Dynamic CoVaR Modeling and Estimation
Timo Dimitriadis, Yannick Hoga
TL;DR
The paper develops a dynamic, semiparametric framework for jointly forecasting VaR and CoVaR through CoCAViaR models and a two-step M-estimator grounded in multi-objective elicitability. It proves consistency and asymptotic normality of the estimators, and validates finite-sample performance via simulations under CCC--GARCH dynamics. An empirical application to US G-SIBs demonstrates that CoCAViaR forecasts often outperform benchmark DCC--GARCH CoVaR predictions, especially for CoVaR, with robust backtests. The work offers a practical, tail-focused alternative to fully specified multivariate volatility models, with potential implications for macroprudential risk analysis and Growth-at-Risk-type studies.
Abstract
The popular systemic risk measure CoVaR (conditional Value-at-Risk) and its variants are widely used in economics and finance. In this article, we propose joint dynamic forecasting models for the Value-at-Risk (VaR) and CoVaR. The CoVaR version we consider is defined as a large quantile of one variable (e.g., losses in the financial system) conditional on some other variable (e.g., losses in a bank's shares) being in distress. We introduce a two-step M-estimator for the model parameters drawing on recently proposed bivariate scoring functions for the pair (VaR, CoVaR).
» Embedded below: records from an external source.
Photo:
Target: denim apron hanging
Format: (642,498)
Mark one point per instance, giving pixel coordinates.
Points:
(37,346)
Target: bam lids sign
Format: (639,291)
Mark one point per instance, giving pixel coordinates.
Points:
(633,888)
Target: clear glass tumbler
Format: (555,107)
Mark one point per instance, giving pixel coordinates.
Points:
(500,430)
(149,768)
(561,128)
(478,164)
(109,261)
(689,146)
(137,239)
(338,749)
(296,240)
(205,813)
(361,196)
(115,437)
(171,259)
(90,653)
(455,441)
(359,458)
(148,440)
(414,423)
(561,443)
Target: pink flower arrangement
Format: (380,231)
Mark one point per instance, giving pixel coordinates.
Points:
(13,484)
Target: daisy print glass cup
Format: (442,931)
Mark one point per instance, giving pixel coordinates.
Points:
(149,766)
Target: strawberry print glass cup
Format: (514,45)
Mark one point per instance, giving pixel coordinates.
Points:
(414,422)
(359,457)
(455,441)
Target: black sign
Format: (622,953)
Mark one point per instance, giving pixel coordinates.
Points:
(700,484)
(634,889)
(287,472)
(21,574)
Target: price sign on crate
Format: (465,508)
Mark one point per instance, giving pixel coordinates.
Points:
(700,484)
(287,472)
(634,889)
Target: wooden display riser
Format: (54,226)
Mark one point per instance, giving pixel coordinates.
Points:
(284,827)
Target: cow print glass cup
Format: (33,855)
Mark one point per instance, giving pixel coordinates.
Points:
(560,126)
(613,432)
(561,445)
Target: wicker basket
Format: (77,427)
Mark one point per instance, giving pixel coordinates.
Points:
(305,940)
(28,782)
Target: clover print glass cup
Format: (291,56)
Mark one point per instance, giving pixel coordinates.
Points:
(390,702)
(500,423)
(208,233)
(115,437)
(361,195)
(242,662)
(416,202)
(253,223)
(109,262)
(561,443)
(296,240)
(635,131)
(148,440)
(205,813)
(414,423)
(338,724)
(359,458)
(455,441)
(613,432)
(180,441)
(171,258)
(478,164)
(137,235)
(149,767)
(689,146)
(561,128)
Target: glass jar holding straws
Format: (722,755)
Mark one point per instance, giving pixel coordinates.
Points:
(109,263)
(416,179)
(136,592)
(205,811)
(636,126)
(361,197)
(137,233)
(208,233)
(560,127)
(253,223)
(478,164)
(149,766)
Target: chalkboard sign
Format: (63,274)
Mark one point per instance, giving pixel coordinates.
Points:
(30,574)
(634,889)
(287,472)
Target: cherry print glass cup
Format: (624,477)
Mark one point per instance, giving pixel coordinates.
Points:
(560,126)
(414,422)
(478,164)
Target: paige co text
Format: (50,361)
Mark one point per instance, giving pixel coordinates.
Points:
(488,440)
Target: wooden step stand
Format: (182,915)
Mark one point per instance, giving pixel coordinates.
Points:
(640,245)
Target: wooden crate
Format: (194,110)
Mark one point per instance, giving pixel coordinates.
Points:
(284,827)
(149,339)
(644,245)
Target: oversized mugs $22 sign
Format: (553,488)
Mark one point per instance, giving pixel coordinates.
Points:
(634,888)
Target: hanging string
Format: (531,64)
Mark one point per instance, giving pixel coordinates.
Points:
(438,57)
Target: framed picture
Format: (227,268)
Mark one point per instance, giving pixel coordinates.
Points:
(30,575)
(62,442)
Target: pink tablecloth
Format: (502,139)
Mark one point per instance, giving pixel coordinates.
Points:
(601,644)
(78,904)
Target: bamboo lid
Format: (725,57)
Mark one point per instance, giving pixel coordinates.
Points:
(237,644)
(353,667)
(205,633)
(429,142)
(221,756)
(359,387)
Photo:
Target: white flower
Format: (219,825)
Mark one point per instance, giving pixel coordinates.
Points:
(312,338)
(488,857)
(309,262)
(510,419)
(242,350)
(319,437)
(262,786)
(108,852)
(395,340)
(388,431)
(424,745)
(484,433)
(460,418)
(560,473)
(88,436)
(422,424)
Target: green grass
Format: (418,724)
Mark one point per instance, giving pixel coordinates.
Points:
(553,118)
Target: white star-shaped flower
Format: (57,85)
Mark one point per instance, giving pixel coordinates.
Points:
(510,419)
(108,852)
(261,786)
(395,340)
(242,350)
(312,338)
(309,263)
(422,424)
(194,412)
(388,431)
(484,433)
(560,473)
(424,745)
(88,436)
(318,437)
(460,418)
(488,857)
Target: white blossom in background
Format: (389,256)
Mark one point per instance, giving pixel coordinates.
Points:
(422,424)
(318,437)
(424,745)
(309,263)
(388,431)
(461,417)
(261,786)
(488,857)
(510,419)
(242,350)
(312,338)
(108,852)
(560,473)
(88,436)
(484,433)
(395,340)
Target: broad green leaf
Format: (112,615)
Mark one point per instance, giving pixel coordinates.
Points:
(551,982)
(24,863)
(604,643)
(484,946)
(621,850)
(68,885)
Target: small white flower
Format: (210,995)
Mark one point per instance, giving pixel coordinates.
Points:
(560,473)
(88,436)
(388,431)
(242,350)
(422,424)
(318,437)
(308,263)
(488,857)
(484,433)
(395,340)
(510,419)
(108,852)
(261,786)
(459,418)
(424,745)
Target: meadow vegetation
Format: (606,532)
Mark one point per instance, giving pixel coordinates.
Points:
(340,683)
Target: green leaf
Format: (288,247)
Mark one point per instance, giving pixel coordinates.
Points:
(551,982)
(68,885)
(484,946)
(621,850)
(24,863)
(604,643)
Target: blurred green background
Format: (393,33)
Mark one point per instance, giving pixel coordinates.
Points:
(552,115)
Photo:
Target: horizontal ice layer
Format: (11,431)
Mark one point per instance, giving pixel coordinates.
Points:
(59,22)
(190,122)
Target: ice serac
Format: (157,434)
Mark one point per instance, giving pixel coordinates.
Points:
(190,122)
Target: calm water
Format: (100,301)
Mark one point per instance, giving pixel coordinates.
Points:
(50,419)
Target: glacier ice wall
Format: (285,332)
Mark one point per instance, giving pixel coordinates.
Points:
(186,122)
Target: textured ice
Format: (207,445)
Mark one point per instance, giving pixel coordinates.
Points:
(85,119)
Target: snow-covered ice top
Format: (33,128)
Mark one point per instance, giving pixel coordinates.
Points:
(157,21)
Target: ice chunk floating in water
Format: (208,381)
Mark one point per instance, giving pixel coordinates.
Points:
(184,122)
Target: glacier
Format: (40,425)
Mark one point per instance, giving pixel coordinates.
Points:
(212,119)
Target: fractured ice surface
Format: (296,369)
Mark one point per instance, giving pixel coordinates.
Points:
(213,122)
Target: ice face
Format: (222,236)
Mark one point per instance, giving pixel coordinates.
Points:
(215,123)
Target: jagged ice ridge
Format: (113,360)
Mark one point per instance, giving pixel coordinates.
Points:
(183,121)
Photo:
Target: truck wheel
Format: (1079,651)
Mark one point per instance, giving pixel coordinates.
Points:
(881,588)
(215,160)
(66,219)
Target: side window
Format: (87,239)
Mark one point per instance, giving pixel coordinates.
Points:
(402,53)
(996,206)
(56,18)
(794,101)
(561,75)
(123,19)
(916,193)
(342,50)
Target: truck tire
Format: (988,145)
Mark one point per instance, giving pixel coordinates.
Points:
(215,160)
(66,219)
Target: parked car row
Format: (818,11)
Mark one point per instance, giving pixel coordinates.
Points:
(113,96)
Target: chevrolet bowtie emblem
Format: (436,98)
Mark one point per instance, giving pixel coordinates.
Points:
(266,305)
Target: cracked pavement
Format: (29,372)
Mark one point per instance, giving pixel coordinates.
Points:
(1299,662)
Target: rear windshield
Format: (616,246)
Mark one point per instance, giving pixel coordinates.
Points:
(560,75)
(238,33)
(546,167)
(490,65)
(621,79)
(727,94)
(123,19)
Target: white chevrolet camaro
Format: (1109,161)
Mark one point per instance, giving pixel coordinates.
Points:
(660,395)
We prove consistency and asymptotic normality of our parameter estimator and analyze its finite-sample properties in simulations. Finally, we apply a specific subclass of our dynamic forecasting models, which we call CoCAViaR models, to log-returns of large US banks. A formal forecast comparison shows that our CoCAViaR models generate CoVaR predictions which are superior to forecasts issued from current benchmark models.